7 Key considerations to establish policy and grow the MBL portfolio
The NCUA’s new member business lending (MBL) rule has opened the doors for credit unions to grow their loan portfolios. Endeavoring into member business lending requires a sound strategy that balances inherent risk with perceived opportunity. The first step to outlining a successful MBL strategy requires establishing policies that provide a framework for lending activities. Defining specific lending policies ultimately sets up the credit union for success.
The Sageworks whitepaper Mitigating Top Member Business Lending Risks recommends the following areas for consideration when establishing policies for credit union MBL strategy:
1. Cash flow analysis
Develop MBL policies that provide guidelines for performing consistent and accurate cash flow analyses. Be sure to understand how cash flow will be used in determining the borrower’s debt service coverage ratio.
2. On-site inspection, appraisals & appraisal reviews
Ensure that well supported appraisal valuations are used for making credit decisions and that appraisal reviews are satisfactorily performed with appropriate assumptions, methodology and market comparisons.
3. Geographic risks
Draft policy that restricts loans outside of the credit union’s target market area. Examiners will look critically at loans made outside of the normal market area and will expect mitigations to be in place to compensate for added distance.
4. Limits & restrictions
Include well-thought out limits and restrictions to sufficiently control commercial lending risks. Consider overall MBL portfolio limits, loan type limits and geographic restrictions, as well as debt service coverage ratio (DSCR), loan-to-value (LTV) and other appropriate ratio limits.

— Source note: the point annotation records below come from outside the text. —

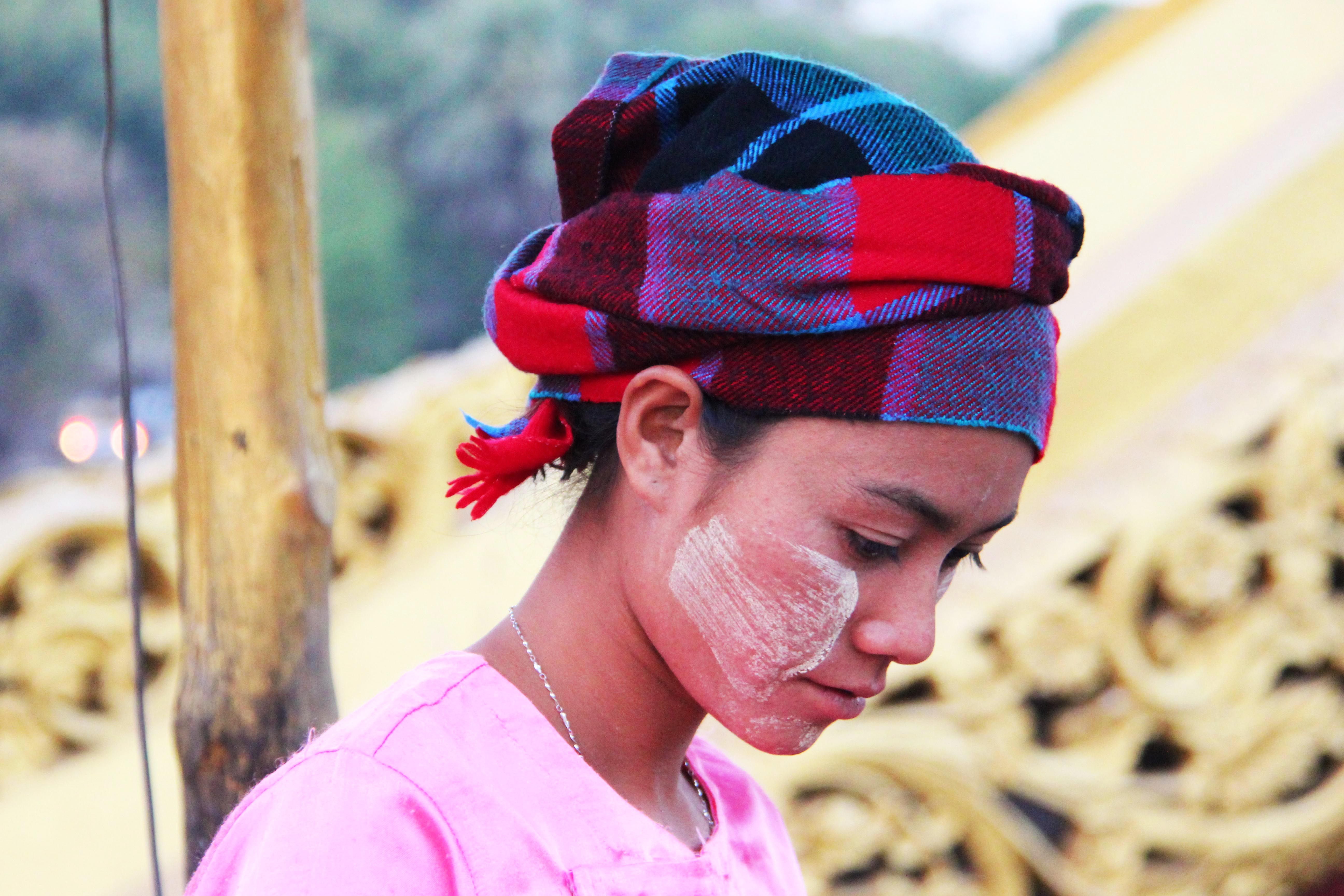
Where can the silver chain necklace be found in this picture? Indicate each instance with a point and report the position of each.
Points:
(575, 742)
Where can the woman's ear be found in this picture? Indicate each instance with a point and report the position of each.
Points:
(655, 437)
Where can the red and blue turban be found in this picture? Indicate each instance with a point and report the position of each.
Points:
(797, 240)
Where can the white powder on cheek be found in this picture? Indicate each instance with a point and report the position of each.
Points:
(765, 628)
(824, 609)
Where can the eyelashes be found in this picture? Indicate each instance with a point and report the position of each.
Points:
(870, 551)
(962, 554)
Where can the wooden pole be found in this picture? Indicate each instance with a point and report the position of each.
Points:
(256, 486)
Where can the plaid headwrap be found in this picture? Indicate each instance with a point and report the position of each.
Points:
(797, 240)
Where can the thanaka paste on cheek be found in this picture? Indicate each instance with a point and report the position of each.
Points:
(767, 625)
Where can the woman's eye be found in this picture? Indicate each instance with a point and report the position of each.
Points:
(870, 550)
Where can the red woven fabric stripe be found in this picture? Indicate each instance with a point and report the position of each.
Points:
(940, 229)
(550, 334)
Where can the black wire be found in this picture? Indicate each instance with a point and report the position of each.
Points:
(130, 430)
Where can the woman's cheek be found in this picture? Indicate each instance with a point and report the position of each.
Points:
(768, 617)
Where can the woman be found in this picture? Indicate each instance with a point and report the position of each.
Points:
(799, 342)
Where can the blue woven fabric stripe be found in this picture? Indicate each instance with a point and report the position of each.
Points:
(594, 327)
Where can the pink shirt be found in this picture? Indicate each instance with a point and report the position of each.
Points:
(453, 782)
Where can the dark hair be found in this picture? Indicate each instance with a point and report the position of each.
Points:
(729, 432)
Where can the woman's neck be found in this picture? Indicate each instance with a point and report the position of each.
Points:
(631, 717)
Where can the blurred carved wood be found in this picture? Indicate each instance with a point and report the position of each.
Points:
(256, 481)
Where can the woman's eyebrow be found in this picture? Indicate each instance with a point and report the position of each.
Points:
(925, 508)
(913, 502)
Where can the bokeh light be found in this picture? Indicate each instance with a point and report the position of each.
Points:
(79, 440)
(142, 440)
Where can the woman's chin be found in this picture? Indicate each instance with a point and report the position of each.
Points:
(781, 737)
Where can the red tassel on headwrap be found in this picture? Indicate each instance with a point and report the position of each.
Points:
(505, 461)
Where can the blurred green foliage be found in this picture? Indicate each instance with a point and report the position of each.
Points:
(435, 123)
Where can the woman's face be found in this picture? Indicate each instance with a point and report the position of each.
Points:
(781, 587)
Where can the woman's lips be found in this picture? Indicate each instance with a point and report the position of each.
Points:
(838, 702)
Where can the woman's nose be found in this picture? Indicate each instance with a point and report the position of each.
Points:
(900, 625)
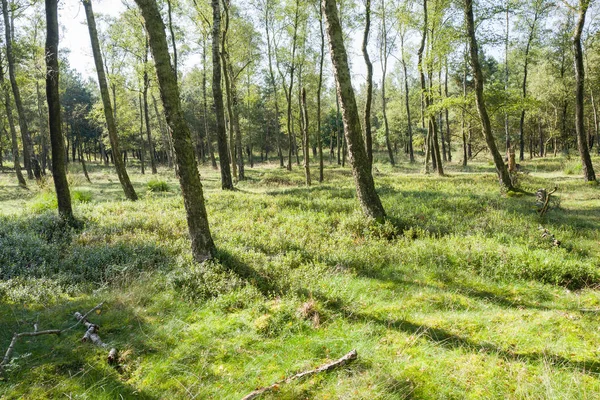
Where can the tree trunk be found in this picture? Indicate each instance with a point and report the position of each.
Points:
(203, 247)
(108, 112)
(384, 59)
(12, 74)
(363, 179)
(586, 161)
(368, 101)
(226, 182)
(207, 134)
(59, 173)
(305, 140)
(407, 100)
(319, 88)
(147, 111)
(13, 130)
(501, 169)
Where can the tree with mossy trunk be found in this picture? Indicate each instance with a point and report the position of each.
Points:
(226, 181)
(57, 143)
(203, 247)
(586, 161)
(108, 111)
(481, 107)
(361, 171)
(12, 74)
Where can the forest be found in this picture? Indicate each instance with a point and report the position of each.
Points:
(299, 199)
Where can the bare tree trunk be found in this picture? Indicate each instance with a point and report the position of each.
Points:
(407, 100)
(368, 100)
(363, 179)
(274, 86)
(147, 111)
(207, 134)
(319, 88)
(485, 120)
(586, 161)
(226, 182)
(108, 112)
(203, 247)
(305, 141)
(12, 74)
(59, 173)
(13, 130)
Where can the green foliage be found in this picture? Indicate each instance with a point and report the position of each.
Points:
(156, 186)
(457, 289)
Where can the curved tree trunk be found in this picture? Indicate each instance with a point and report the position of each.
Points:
(203, 247)
(59, 172)
(363, 179)
(226, 182)
(586, 161)
(13, 130)
(368, 100)
(108, 112)
(485, 119)
(12, 74)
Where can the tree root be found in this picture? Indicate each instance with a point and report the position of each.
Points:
(351, 356)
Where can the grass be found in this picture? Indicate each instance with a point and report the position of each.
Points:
(457, 295)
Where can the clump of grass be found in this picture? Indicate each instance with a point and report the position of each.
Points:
(81, 196)
(158, 186)
(573, 168)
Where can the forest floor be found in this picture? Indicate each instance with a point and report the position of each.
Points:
(457, 296)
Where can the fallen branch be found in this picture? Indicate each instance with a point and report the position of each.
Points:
(17, 336)
(323, 368)
(544, 197)
(91, 335)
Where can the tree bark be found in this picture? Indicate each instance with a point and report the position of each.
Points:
(203, 247)
(226, 182)
(368, 100)
(319, 88)
(108, 112)
(363, 179)
(586, 161)
(501, 169)
(147, 111)
(13, 130)
(59, 172)
(12, 74)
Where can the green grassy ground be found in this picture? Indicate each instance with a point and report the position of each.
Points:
(457, 295)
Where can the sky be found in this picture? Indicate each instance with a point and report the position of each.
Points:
(75, 37)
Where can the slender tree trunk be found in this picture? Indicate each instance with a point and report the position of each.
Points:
(226, 182)
(305, 141)
(424, 86)
(207, 134)
(319, 88)
(142, 143)
(368, 100)
(12, 74)
(203, 247)
(147, 111)
(384, 61)
(273, 85)
(163, 132)
(363, 179)
(59, 173)
(108, 112)
(411, 152)
(485, 120)
(13, 130)
(586, 161)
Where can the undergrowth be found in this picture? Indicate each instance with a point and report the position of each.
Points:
(455, 295)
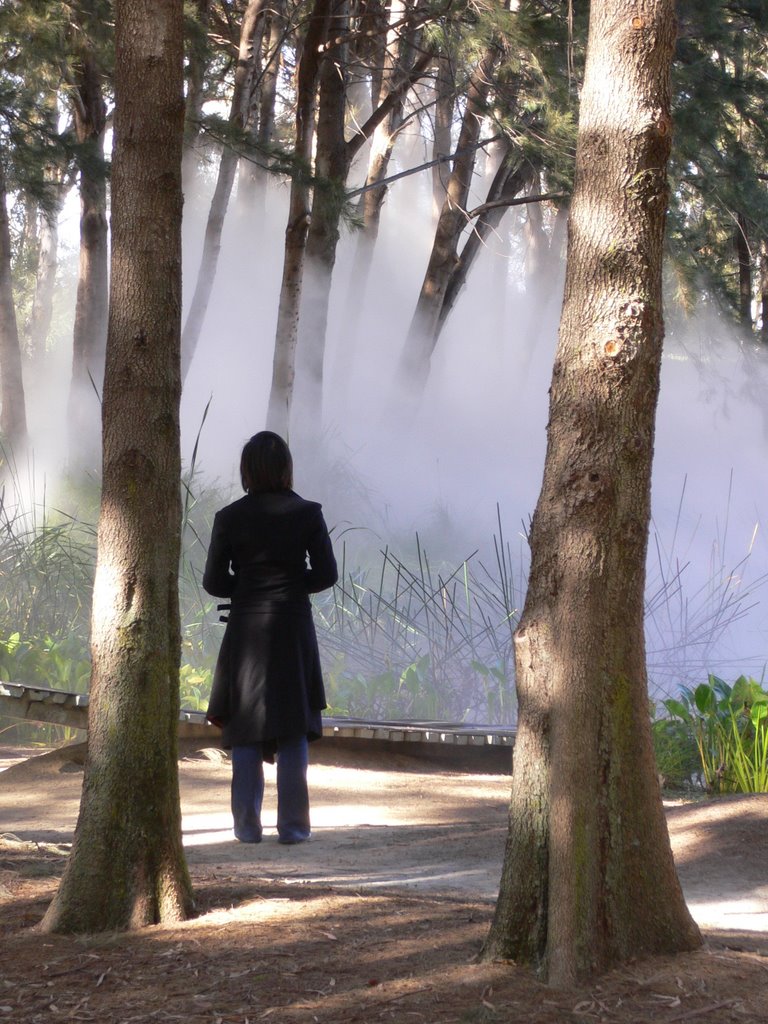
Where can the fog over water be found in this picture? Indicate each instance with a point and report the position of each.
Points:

5. Corporate entity, licensing & signing authority verification
Focus on verifying the good standing and proper licensing of the corporate entity as well as the signing authority of corporate officials representing the entity.
6. Credit risk rating system
Establish a credit risk rating system that complies with WAC and FAS guidance and is understandable and useful for staff. It is important to establish guidance on when credit ratings are to be updated and how risk ratings will be used to monitor overall portfolio risk.
7. Audit review and control
Avoid risks through both internal and external audits that verify that effective internal controls are in place. Independent, third-party reviews can be effectively used by most credit unions with significant MBL activity. Credit unions that have even a trace amount of MBL could also use independent third party reviews to validate in-house audits and that underwriting quality is satisfactory.
Credit union policies should be tailored to suit the institution’s needs and goals. Defining board-approved lending policies that outline MBL growth not only satisfies regulatory requirements, it reduces the subjectivity inherent in unbridled interpretations of unwritten goals and practices, while promoting consistency and objectivity.